In my mind negation has a nearly infinite set of scales on which it can be applied. While you can apply negation to politics, identity, discourse, life, and many other terrains i will limit myself to two strata for examples: ontology (the study of what exists) and systems.
At the level of knowledge, truth, arguments and theory negation can mean the total denial of the principles that your opposition or a given orthodoxy is putting before you or the denial that their foundational claims are based in any reality whatsoever. Deconstruction, as one example, has been labeled the most negative of negative theologies. What this statement is meant to signal is that deconstruction operates purely on the basis of exposing the absence of foundations (the absence of a transcendental, eternal truth) behind any narrative or truth claim; that their foundations are always broken, leaking, and internally irreconcilable. Deconstruction proceeds by saying NO to everything. There is no positive (YES) statement to back absolute truths except to say that those absolutes are merely chimeras. Deconstruction functions as a tool that clears the ground of myths and debris, leaving behind a space of play in the ruins of what was taken for truth.
At a grander scale we can think negation with regard to systems: economies, forms of social organization like race or government, weather, bureaucracies of all types, or earth-wide carbon cycles. Some of these systems can be human influenced or created but many systems are para-human, post-human, or non-human (even if humans are affected by them).
Within systems theory (if not social or material reality) there is the notion that systems, which are composed of multiple and varying elements, have emergent properties. Emergent properties are dynamics or phenomena that arise within a system but are not necessarily reducible to the elements that compose that system.
In economies there are properties like interest, inflation, depreciation, value, crisis, and so on that are unhinged from any intentional creator and escape the control of the elements of which it is now one. With race we see segregation, wealth and income disparities, the very notion of identity and blood quantum, white flight and urban renewal become dynamic actors in their own right alongside these things we call Whites, Latinos, or whatever races or groupings are identified within your geographies. In global carbon cycles global warming or global climate change is said to be at thresholds where the excess of trapped heat is creating self-propelled, self-governing, or self-creating (autopoietic) processes which will not cease if humans cease introducing carbon to the atmosphere, which gives us the risks of potentially catastrophic climatic changes (from the perspective of affected humans).

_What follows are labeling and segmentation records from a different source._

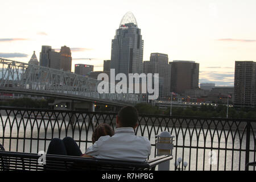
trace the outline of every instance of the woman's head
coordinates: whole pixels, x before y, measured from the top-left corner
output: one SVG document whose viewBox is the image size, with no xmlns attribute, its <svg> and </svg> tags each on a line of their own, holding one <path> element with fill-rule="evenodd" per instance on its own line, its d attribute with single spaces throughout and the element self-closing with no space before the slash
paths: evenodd
<svg viewBox="0 0 256 182">
<path fill-rule="evenodd" d="M 94 143 L 101 136 L 109 135 L 112 136 L 114 135 L 114 131 L 109 125 L 107 123 L 101 123 L 94 129 L 92 136 L 92 141 Z"/>
</svg>

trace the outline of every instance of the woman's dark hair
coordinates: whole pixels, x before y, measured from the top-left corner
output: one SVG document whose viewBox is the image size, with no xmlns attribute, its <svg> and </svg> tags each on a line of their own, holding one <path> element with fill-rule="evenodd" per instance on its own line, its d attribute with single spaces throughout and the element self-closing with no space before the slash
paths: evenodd
<svg viewBox="0 0 256 182">
<path fill-rule="evenodd" d="M 114 131 L 109 125 L 107 123 L 101 123 L 96 126 L 92 136 L 92 141 L 93 144 L 101 136 L 109 135 L 112 136 L 114 135 Z"/>
</svg>

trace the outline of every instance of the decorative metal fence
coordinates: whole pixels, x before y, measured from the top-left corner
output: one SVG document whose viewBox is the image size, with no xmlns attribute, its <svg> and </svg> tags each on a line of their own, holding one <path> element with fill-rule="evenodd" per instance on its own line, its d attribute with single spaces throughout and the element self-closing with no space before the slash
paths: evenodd
<svg viewBox="0 0 256 182">
<path fill-rule="evenodd" d="M 114 113 L 0 107 L 0 143 L 7 151 L 46 151 L 53 138 L 73 138 L 82 152 L 92 145 L 97 125 L 115 128 Z M 155 136 L 163 131 L 175 136 L 174 160 L 188 163 L 188 170 L 255 170 L 256 121 L 249 119 L 170 117 L 141 115 L 136 134 L 150 139 L 156 155 Z"/>
</svg>

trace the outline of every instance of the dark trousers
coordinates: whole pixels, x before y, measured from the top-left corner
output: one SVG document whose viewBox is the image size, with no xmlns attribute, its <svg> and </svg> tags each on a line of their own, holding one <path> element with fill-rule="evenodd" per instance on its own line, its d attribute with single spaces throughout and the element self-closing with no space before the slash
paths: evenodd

In all these cases there are non-human or post-human actors that are independent of any intentional human actor, even if humans can sometimes have some minimal effect on their management and administration. They are emergent properties endemic to systems to which (human) elements of those systems must answer to, must guide their conduct in relation to, must concede their potential or desires to.
If you follow and except that the systems (theory) approach has something to say about the reality of our lives than negation in this context would involve the destruction, nullification, or obliteration of some systems in order to throw off yokes and oppose powers that are both human and post-human in their complex nature.
When looking at negation in these ways it becomes clear that the terrain in which you apply this tool, tactic or concept acts back to help determine what negation actually is, means, or does. Negation is fluid and it is mean.